Mais voici l’essentiel.

La bande à Bonnot a débuté dans le commerce du crime par l’attaque d’un nommé Caby, garçon de recettes, alors qu’il passait rue Ordener.

Caby ne mourut pas.

Il désigna Garnier comme son agresseur :

« C’est bien lui, s’écria-t-il, je le reconnaîtrais entre cent. »

Mais Garnier fut tué peu après, lors du siège qu’il soutint dans une maison de banlieue.

La police, alors, présenta plusieurs photographies à Caby. Caby les examina.

— Je m’étais trompé la première fois, en accusant Garnier, dit-il. Mon assassin, le voilà !
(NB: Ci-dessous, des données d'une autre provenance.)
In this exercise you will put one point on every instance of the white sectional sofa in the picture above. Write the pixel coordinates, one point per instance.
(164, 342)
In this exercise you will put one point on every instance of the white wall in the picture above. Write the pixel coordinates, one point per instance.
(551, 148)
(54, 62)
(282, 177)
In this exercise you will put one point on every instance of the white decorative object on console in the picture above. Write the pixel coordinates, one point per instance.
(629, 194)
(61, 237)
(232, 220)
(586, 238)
Et il posa le doigt sur le portrait d’un inspecteur, portrait glissé comme piège parmi des têtes d’anarchistes.

La bande à Bonnot, la vraie, continuait l’assaut contre la société. L’opinion, affolée, réclamait des coupables.

Dieudonné était en prison. Si on l’essayait comme l’agresseur de Caby ?

Un après-midi, Dieudonné, non rasé, sans col, hagard, traverse, entre deux policiers, les couloirs du Palais de Justice. On le conduit chez le juge d’instruction.

Caby est aussi dans ces couloirs. Au passage de Dieudonné, un agent de la Sûreté touche le coude de Caby : « Tenez, lui dit-il, regardez, voilà votre agresseur.

L’homme qui cherche son assassin en reste saisi.

Cinq minutes après, confrontation chez le juge.

— Connaissez-vous cet individu, Caby ?

Il le connaît, il vient de le voir. On lui a dit : « C’est celui-là ! »

— Oui ! fait Caby. C’est lui.

— Regardez-moi, monsieur, vous vous trompez !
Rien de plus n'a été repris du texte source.